Yes, I am a loser. I go to bed so early that updating this thing just doesn't happen much. In the picture above, ignore the dudes. Katie looks so cute, though!
So I've been gainfully employed for 4 weeks. And I don't want to beat any of my coworkers...yet. That says a lot considering how intolerant I can be sometimes. I won't say much about it since I do not want to make enemies so early, but I will say that some of my co-workers remind me of GA Tech folks. I wonder if you've always got to have the same types of people at each workplace. The pleaser, the workaholic, the one who makes friends with everyone within 30 seconds, the slacker, the know-it-all, the dry wit....not sure where I fit into that. I guess I've always been pretty friendly, but I am also a know-it-all. I'm a gossip. I'm a ham. I just can't help myself.
The last time a dude held my hand was March 27, 2007. For some reason, the past week has been very very bad and I've been dwelling on this "dry spell". I've put that in quotes because honestly, I would consider a spell to not be 18 long freakin' months. Of course, if someone asked me out, what would I do? Would I say yes? Would I believe even one word that came out of his mouth? And anyway, don't I deserve this? I mean, I chose to have a baby outside of marriage. Did I honestly think it wouldn't be this lonely? Ugh, now I'm whining and I hate whiners.

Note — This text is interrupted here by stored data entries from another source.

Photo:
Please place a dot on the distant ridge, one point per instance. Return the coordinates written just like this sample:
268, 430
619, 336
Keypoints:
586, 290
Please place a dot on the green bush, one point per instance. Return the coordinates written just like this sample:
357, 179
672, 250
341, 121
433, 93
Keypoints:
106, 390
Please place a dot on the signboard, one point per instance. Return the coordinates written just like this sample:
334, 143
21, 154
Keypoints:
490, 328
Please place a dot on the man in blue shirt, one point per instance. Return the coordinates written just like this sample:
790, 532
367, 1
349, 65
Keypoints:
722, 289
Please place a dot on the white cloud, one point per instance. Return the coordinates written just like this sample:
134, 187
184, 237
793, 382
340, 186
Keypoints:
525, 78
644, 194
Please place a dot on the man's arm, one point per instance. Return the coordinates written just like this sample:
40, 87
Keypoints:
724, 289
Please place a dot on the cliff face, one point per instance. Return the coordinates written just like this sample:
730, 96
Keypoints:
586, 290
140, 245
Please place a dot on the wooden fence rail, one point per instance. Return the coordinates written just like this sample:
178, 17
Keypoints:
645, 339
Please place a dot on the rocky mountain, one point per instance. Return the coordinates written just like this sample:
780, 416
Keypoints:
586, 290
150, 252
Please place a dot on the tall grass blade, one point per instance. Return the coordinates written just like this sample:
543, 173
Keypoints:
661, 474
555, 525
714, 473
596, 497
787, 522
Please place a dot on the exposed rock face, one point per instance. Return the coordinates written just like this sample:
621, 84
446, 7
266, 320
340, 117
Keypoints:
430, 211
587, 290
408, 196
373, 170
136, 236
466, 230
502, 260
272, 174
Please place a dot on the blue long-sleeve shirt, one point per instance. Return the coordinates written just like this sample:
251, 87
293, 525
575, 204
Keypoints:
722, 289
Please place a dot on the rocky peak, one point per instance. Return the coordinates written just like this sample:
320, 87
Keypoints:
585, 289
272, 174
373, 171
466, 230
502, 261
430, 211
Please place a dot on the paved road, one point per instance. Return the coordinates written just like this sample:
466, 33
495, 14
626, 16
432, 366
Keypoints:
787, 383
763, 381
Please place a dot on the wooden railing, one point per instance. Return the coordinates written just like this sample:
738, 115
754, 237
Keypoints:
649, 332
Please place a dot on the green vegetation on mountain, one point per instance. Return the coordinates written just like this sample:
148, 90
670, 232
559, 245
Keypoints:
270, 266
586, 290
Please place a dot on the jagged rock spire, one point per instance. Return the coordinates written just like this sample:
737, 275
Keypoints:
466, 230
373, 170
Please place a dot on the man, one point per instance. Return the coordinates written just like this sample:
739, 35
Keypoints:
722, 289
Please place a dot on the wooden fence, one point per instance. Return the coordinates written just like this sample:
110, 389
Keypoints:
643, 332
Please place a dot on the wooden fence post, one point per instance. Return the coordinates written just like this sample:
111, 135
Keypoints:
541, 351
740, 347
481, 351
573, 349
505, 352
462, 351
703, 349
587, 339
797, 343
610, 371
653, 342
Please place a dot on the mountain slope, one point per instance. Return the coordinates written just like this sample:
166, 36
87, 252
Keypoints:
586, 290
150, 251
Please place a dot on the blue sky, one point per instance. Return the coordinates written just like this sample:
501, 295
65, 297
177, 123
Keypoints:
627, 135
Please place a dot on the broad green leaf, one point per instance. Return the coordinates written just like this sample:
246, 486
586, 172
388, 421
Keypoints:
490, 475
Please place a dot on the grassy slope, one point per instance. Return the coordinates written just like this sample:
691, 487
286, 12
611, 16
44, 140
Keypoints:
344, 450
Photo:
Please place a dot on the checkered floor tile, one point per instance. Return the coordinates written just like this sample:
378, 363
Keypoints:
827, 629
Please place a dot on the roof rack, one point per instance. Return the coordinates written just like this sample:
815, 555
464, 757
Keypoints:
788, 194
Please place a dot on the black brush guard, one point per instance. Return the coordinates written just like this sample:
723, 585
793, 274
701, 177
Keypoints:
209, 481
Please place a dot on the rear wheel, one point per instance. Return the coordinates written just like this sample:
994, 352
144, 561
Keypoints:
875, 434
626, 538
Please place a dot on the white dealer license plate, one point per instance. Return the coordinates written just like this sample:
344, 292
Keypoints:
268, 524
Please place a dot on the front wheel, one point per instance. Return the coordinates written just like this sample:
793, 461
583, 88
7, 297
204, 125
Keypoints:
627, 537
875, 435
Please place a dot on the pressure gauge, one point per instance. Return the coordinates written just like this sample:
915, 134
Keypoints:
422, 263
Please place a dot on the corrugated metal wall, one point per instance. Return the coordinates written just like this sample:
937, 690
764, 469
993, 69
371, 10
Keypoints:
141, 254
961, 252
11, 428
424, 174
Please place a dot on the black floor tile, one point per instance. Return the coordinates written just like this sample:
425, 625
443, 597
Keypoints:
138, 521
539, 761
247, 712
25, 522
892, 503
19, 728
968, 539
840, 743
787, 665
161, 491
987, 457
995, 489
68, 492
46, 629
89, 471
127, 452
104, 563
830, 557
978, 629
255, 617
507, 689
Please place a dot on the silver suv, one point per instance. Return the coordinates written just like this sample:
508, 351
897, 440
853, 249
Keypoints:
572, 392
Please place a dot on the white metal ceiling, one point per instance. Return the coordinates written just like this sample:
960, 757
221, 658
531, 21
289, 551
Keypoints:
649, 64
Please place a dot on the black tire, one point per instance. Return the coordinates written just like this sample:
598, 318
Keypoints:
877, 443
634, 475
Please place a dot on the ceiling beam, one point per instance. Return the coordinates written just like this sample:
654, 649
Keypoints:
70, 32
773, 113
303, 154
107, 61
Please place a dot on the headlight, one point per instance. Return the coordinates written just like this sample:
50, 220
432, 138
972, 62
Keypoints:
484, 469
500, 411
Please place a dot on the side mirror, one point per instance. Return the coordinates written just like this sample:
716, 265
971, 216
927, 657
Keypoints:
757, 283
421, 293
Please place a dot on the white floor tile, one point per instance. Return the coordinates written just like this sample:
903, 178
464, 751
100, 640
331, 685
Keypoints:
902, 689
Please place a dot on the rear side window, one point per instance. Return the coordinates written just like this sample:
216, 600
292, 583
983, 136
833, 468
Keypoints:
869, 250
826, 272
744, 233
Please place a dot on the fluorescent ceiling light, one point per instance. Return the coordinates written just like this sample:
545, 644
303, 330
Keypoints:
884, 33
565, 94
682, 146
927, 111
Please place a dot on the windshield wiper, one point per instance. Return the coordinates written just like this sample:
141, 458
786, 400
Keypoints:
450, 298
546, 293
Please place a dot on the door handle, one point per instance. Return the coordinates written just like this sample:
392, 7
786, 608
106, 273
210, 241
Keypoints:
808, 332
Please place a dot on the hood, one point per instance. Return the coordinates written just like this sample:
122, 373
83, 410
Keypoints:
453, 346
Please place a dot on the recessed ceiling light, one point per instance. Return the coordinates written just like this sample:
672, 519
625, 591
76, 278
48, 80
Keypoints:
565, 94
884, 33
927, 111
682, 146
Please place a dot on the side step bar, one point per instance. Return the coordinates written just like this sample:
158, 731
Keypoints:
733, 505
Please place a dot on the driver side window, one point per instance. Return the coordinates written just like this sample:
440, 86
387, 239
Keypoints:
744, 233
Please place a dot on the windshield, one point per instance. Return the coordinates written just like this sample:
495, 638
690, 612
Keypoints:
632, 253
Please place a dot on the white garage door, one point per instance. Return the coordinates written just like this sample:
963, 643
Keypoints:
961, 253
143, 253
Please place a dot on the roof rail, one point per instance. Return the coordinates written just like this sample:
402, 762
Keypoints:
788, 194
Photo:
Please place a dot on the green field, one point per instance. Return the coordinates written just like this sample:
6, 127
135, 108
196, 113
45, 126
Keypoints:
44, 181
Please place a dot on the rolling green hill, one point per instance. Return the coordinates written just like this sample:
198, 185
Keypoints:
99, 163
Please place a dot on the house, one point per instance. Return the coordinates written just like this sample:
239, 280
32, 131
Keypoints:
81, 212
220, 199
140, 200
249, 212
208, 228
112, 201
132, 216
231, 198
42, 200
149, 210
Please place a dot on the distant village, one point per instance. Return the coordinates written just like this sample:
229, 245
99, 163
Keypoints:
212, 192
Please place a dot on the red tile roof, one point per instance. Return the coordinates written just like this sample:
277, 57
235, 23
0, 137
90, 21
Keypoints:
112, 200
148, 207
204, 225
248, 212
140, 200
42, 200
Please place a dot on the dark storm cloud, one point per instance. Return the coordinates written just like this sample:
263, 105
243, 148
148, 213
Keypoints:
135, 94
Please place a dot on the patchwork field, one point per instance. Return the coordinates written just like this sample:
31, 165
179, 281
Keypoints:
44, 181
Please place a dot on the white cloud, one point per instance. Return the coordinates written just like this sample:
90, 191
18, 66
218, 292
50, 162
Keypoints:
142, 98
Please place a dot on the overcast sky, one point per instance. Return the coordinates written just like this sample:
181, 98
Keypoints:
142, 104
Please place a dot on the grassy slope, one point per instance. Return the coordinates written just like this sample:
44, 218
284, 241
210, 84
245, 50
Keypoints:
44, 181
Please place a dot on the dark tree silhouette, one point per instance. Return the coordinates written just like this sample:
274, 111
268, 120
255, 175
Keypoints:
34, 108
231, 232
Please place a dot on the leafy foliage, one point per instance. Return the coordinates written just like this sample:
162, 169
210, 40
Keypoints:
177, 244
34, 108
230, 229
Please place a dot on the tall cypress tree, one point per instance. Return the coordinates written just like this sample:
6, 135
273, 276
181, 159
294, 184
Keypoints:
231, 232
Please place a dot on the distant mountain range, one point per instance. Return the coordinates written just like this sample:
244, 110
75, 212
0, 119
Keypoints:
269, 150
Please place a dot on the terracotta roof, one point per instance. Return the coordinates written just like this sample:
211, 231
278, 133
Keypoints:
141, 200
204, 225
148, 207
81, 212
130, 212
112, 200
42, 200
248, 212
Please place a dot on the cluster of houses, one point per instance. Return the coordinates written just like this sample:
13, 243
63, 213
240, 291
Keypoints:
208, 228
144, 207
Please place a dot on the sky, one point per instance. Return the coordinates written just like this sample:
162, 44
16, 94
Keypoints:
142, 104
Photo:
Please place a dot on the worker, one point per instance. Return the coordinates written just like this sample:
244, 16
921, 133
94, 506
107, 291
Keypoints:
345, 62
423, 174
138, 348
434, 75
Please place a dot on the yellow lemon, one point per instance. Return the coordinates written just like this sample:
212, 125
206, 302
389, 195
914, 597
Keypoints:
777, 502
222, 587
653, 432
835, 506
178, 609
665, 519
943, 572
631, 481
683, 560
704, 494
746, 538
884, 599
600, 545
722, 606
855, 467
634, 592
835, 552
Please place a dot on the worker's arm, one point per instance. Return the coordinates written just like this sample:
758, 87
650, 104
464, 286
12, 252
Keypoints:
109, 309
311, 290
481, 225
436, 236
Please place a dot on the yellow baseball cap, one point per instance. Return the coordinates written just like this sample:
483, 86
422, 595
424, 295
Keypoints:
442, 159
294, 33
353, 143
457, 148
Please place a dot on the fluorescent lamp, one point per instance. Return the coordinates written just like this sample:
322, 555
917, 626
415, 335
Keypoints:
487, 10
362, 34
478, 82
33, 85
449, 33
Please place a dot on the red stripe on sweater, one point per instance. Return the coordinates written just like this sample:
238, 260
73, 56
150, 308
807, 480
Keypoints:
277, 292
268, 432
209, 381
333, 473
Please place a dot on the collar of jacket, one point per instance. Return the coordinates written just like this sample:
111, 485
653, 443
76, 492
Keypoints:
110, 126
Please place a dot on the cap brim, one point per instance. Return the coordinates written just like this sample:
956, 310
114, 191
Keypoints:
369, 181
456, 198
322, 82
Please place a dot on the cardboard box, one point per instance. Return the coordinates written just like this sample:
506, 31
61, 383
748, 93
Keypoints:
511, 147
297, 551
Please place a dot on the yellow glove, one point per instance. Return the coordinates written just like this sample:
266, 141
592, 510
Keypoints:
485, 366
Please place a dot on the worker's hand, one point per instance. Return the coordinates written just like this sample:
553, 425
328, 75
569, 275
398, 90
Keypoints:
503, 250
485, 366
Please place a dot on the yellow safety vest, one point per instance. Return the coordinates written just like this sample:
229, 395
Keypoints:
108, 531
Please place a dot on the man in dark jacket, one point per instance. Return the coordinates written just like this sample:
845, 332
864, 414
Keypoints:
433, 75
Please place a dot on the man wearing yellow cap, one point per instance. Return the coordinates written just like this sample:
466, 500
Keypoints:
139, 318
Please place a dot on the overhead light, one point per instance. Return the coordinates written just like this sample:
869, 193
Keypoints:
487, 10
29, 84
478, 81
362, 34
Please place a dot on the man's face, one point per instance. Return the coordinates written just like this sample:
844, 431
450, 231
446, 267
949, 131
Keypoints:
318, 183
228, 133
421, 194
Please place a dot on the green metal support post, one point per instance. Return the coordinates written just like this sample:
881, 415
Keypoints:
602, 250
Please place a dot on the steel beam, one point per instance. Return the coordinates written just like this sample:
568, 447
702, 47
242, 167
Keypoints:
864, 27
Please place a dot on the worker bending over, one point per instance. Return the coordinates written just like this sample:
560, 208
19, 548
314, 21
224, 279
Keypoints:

I'm joining the gym at work to take the body pump classes. That way, I won't feel like whining anymore because I'll be too busy sweating. i don't have delusions of a hot body. I only want my clothes to fit like they used to without resorting to plastic surgery. Of course, I'd have to perform that surgery myself, and I'd rather not. Exercise would be much easier. I guess.
It is totally past my bedtime. Maybe I'll dream about something really juicy tonight.